Darüber, auf der bronzenen Tür des Tabernakels, ist die Opferung Isaaks, als alttestamentarische Andeutung zum Opfertod Christi am Kreuz, dargestellt. [3]

Über dem Altar befindet sich besagtes Echthaar-Kruzifix aus dem 15. Jahrhundert.

Golgatha-Fresko

Golgatha-Fresko

Golgatha-Fresko

Mitte des 19. Jahrhunderts wurde die Kapelle restauriert und umgestaltet.
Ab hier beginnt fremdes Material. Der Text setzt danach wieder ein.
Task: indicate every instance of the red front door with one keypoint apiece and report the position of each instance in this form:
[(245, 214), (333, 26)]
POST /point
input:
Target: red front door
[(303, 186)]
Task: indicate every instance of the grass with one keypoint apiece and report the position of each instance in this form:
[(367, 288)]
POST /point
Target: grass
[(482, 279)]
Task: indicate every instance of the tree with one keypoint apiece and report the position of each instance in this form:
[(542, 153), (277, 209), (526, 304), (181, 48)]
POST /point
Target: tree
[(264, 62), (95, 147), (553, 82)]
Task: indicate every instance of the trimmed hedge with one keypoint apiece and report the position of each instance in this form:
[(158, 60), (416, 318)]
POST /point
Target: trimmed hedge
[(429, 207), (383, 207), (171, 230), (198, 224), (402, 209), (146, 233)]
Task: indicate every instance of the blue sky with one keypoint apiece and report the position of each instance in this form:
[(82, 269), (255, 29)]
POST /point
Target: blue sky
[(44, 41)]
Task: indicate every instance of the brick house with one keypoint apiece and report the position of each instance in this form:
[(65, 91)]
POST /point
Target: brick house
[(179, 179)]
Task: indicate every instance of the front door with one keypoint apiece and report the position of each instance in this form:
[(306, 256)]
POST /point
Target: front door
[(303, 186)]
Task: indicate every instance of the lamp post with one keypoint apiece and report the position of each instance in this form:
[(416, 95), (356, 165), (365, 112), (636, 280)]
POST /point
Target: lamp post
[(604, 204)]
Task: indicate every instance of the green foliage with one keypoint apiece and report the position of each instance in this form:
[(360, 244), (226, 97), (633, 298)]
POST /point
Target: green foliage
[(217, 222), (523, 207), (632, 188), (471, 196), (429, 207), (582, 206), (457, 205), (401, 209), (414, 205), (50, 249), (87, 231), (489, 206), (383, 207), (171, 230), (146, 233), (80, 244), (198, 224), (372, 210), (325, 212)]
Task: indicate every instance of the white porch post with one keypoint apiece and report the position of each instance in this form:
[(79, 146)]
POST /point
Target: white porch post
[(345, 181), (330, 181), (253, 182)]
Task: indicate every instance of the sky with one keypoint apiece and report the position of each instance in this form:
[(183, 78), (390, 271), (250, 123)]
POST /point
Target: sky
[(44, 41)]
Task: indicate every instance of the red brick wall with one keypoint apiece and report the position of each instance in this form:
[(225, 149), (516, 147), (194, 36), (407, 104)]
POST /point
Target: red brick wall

Dabei wurde 1853 von dem Maler Johann Nepomuk Ender über dem Altar der Kapelle um das gotische Kreuz ein großes Fresko geschaffen: "Mysterium der Erlösung", auch "Golgatha". Es zeigt die Ereignisse auf Golgatha, den Hügel außerhalb von Jerusalem, auf dem den Evangelien zufolge Jesus gekreuzigt wurde.

Die Gruft und das Epitaph von Prinz Eugen

Epitaph von Prinz Eugenh

Epitaph von Prinz Eugen

Am Boden eingelassen findet sich die Savoyer-Grabplatte, sie ist aus Adneter Stein, in Bronze wurden die Inschrift und das Wappen, umrahmt von der Kette des Ordens vom Goldenen Vlies, angebracht. Die lateinische Inschrift besagt: „Geweihter Ort, den die durchlauchtigste Fürstin ... Theresia Anna Felicitas ... Herzogin von Savoyen ... für die Beisetzung ihres Gatten Emanuel Thomas, Herzog von Savoyen ..., der im Alter von 42 Jahren am 28. Dezember 1729 durch eine Blatternerkrankung aus der Mitte der Lebenden weggerafft wurde, sowie für weitere Angehörige dieses hochedlen Hauses Savoyen, die hier begraben werden wollen, errichten ließ, damit sie hier ruhen mögen, bis sie in Herrlichkeit auferstehen.“ 1736 folgte der Onkel, Prinz Eugen von Savoyen-Carignan. Die Gruft befindet sich unterhalb dieser Platte. Nach ihrem Tod 1772 wurde auch Maria Theresia Felicitas selbst hier begraben.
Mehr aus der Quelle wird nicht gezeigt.